Laser printers are inefficient when they are lightly used, because the drum mechanism is kept hot for half an hour after each use, in case of further printing, he said. A group of thirty users with personal mono printers will use 17,000 kWh of power per year, costing €85 per user, he said - figures which assume three hours printing each day, and the power consumption of a comparatively efficient modern laser such as they Dell 1110.

A single networked printer could replace all thirty personal printers and print the same number of pages for only 1,000 kWh per year, which works out at €5 in power costs. Consumables would also cost less for the networked printer.

Centralised printing could also manage the arrival of colour lasers, which are now becoming cheap enough to use across the organization, said Burt. Networked printers are more likely to have controls that can ration colour printing to certain users, so it is used where it will be effective.

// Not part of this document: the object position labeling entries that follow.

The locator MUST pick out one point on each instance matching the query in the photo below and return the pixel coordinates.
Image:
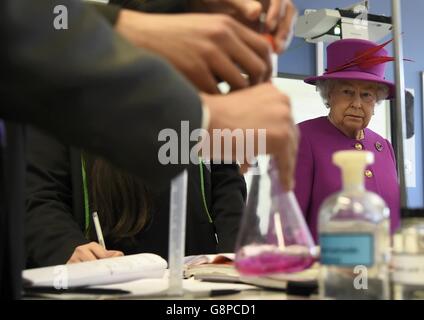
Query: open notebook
(98, 272)
(220, 268)
(211, 267)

Currently at number eight in printer market share in Europe (and number six in colour lasers) Dell hopes economy and efficiency measures will move it up the league table. Higher placed manufacturers such as HP are often felt to be focusing on selling more ink and toner.

Comparing efficiency of colour printers could become easier with the arrival of new ISO standards to compare printer yields, including ISO 24712, a set of colour test pages. "You can now compare colour printer yields between vendors," he said. Till now, printer makers have been free to define their own test pages, allowing them to achieve unrealistically high yields.

Lexmark's recent inclusion of Wi-Fi as standard in lower-end printers, is misplaced in devices which are rarely mobile, said Burt: "Ninety-eight percent of people don't use Wi-Fi," he said, asking why the majority should pay for a feature which can add an extra £50 to the price of a printer. Dell offers Wi-Fi with optional USB dongles. "When 98 percent of people want it, it will be a standard."